Except that it was. My father, in a hoarse voice, telling me that the pathology results had come back. They are the best they could possibly be. The surgeon got the entire cancer, it had not penetrated the bowel wall. Under these circumstances, the 5-year survival rate is better than 90%.

Wow.

Monday, February 11, 2002

Six years ago, I planted a Japanese flowering apricot (Prunus mume) tree. I read about it an essay by the distinguished gardening writer Elizabeth Lawrence, who gardened in this very town. According to her, Prunus mume flowers in January, when hints of Spring are welcome. The flowers are fragrant.

The tree was a twig when I planted it. It's over 6 feet tall now, and has never flowered. Now I will never see it flower.

Headlines For Our Time:

Scientists Find Jurassic Age Dinosaur Vomit.

The Peshawar Lancers, S.M. Stirling, Roc, 2002, ISBN 0-451-45848-6

This is a very strange book. It's set in India, it's all about an alternate-universe British Raj, and it contains nearly no Indian characters. There are three romantic couples, all upper-class and white European-descended. There is a Faithful Sikh Sidekick and a Treacherous Pathan Ally. The latter turns out, at book's end, to be an Afghan prince. The good guys are the transplanted British upper class. The bad guys are the Russians, who are Satan-worshippers, ritual cannibals, and ardent devotees of the world's end. Just in case that wasn't nasty enough for you, they also employ Thugs.

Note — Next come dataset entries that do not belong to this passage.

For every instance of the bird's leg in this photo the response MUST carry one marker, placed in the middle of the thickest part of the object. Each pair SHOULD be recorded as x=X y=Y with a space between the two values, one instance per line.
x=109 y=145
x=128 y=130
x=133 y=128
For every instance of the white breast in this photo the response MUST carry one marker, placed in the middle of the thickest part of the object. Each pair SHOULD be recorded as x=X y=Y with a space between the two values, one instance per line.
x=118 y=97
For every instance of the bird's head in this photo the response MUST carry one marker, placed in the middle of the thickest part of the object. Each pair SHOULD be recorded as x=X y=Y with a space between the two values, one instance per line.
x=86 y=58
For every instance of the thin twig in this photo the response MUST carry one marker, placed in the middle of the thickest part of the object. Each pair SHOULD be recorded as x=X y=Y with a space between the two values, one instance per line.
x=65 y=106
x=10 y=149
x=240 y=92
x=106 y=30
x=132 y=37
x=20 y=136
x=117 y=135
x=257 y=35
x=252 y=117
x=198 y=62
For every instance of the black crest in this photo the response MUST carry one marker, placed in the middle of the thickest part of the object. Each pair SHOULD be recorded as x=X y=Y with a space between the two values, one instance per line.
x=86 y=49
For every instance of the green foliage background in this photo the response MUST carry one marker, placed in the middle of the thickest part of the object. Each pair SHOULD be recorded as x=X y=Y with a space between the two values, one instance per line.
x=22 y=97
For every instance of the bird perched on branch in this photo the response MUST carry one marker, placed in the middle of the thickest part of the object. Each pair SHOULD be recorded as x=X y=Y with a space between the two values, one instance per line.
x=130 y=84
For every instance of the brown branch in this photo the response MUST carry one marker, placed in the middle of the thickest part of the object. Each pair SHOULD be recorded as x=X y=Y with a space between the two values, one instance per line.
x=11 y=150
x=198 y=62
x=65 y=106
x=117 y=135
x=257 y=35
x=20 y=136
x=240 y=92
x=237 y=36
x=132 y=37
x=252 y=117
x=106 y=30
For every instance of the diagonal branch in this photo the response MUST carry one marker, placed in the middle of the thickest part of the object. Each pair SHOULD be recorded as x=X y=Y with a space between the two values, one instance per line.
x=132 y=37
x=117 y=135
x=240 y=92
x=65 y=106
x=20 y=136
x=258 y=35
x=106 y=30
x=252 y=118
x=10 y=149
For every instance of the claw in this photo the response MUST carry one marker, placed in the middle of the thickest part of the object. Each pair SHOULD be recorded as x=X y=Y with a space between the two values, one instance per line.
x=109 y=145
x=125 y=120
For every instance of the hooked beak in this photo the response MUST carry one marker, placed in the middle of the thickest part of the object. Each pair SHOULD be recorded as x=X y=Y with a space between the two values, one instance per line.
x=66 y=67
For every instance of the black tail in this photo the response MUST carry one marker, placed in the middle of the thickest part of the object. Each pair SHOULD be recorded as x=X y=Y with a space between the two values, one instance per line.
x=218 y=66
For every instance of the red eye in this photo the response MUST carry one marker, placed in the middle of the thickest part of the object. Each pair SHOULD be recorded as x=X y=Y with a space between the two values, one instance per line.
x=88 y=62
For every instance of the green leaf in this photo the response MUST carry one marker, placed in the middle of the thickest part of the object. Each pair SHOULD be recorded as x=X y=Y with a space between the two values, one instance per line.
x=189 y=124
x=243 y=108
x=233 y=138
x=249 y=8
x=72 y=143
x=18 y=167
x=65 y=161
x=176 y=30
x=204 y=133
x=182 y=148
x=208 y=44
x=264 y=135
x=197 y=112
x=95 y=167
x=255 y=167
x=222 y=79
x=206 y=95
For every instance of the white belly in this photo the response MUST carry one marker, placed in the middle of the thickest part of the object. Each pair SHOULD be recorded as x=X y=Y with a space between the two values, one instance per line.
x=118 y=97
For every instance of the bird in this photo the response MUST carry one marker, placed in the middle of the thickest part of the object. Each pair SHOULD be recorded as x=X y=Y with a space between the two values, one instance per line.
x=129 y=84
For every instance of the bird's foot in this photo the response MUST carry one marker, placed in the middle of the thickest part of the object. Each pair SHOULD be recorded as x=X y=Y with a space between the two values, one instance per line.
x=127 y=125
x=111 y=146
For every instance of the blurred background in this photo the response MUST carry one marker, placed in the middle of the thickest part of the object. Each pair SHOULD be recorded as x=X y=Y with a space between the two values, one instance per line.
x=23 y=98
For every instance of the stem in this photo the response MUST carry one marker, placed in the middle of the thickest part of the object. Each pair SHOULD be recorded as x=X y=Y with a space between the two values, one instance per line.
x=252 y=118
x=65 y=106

A cataclysm has occurred, forcing the Europeans to move to their Colonial possessions. A hundred and fifty years later, Europeans rule almost all of the industrialized world. There's France Outre-Mer, the Raj, and a few smaller states. Against them are Dai-Nippon (a blend of China and Japan), and the Russians.

Here is one population list from the back of the book:
"India: ... Population: 130 million, of which sahib-log 10.7 million; Eurasians 6 million; Christians 18 percent, Muslims 7 percent, Sikhs 7 percent, remainder other Hindu and Buddhist." [Other Hindu?]

What's missing here? Apparently S.M. Stirling hasn't noticed. He has dutifully put in touches of Indian color -- some landscapes, an evocation of Bombay. The most sharply-focused descriptions are of Indian dishes, all of which could be found in one American restaurant or another. But the natives of India have nearly vanished. They're there to provide exoticism, but they have no aspirations or goals of their own. Apparently the British and French rulers were so benevolent that self-determination seems irrelevant to modern Indians.

The adventure plot is great fun, as is the technological milieu. Unfortunately, I kept being thrown out of the book by its cultural premise. This book has no place for characters like Kim, an Eurasian street-child focused on survival and amusement, or his lama. The working classes don't exist, far less the poor. When I read real Victorian/Edwardian melodrama, I say to myself, "Times were different." That's not an excuse I can make here. I find it inconceivable that The Peshawar Lancers could have been written in the 21st century.